Journey into Geometries
- Author: Márta Svéd
- Illustrator: John Stillwell
- Language: English
- Series: MAA Spectrum
- Subject: non-Euclidean geometry
- Publisher: Mathematical Association of America
- Publication date: 1991
- ISBN: 0-88385-500-3

= Journey into Geometries =

1991 book on non-Euclidean geometry

Journey into Geometries is a book on non-Euclidean geometry. It was written by Hungarian-Australian mathematician Márta Svéd and published in 1991 by the Mathematical Association of America in their MAA Spectrum book series.

==Topics==
Journey into Geometries is written as a conversation between three characters: Alice, from Alice's Adventures in Wonderland (but older and familiar with Euclidean geometry), Lewis Carroll, the author of Alice's adventures, and a modern mathematician named "Dr. Whatif". Its topics include hyperbolic geometry, inversive geometry, and projective geometry, following an arrangement of these topics credited to Australian mathematician Carl Moppert, and possibly based on an earlier German-language textbook on similar topics by F. Gonseth and P. Marti.

As in Alice's original adventures, the first part of the book is arranged as a travelogue. This part of the book has six chapters, each ending with a set of exercises.

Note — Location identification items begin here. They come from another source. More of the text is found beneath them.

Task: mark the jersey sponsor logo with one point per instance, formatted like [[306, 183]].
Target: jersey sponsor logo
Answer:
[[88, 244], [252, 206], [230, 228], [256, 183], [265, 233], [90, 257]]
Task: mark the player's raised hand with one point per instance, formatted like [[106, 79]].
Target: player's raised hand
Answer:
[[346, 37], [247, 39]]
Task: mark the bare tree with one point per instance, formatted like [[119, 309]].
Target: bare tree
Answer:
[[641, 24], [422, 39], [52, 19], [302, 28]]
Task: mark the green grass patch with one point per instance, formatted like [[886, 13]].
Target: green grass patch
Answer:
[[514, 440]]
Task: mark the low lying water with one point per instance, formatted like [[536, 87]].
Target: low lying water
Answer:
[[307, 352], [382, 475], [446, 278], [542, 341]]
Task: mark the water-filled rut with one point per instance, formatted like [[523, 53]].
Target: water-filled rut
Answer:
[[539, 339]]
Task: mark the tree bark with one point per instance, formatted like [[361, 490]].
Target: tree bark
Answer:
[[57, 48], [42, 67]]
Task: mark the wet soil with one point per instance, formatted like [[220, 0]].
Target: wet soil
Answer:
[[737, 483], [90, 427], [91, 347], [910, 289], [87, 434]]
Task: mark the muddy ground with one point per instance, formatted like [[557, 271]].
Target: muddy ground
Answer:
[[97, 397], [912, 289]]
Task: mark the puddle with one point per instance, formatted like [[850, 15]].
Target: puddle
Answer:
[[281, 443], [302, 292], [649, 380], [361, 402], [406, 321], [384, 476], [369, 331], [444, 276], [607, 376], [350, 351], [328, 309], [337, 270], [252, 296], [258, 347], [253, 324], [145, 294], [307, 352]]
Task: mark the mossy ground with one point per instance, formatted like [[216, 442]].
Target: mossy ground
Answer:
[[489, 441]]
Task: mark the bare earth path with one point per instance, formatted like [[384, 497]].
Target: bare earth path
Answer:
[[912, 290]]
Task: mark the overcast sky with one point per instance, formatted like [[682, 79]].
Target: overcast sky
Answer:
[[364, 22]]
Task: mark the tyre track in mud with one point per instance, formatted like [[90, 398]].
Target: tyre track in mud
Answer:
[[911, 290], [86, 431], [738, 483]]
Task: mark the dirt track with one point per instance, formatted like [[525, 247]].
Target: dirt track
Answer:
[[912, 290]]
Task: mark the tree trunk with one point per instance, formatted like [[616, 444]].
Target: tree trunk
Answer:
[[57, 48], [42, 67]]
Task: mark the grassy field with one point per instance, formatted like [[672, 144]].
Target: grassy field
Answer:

Following these chapters, more conventionally written material covers geometric axiom systems and provides solutions to the exercises.

==Audience and reception==
Reviewer William E. Fenton is unsure of the audience of the book, writing that it is not suitable as a textbook and would scare most undergraduates, but is too unserious for graduate students. David A. Thomas identifies the audience as "people who like to play with mathematical ideas".

Fenton criticizes the book's style as a little too glib and lead-footed, and its illustrations as amateurish. H. W. Guggenheimer faults the treatment of projective geometry as "rather sketchy". Nevertheless, Fenton writes that he found the book engrossing and well-organized, particularly praising its exercises. Both Fenton and Guggenheimer recommend the book to talented students of mathematics, and both Fenton and David A. Thomas suggest it as auxiliary reading for geometry courses.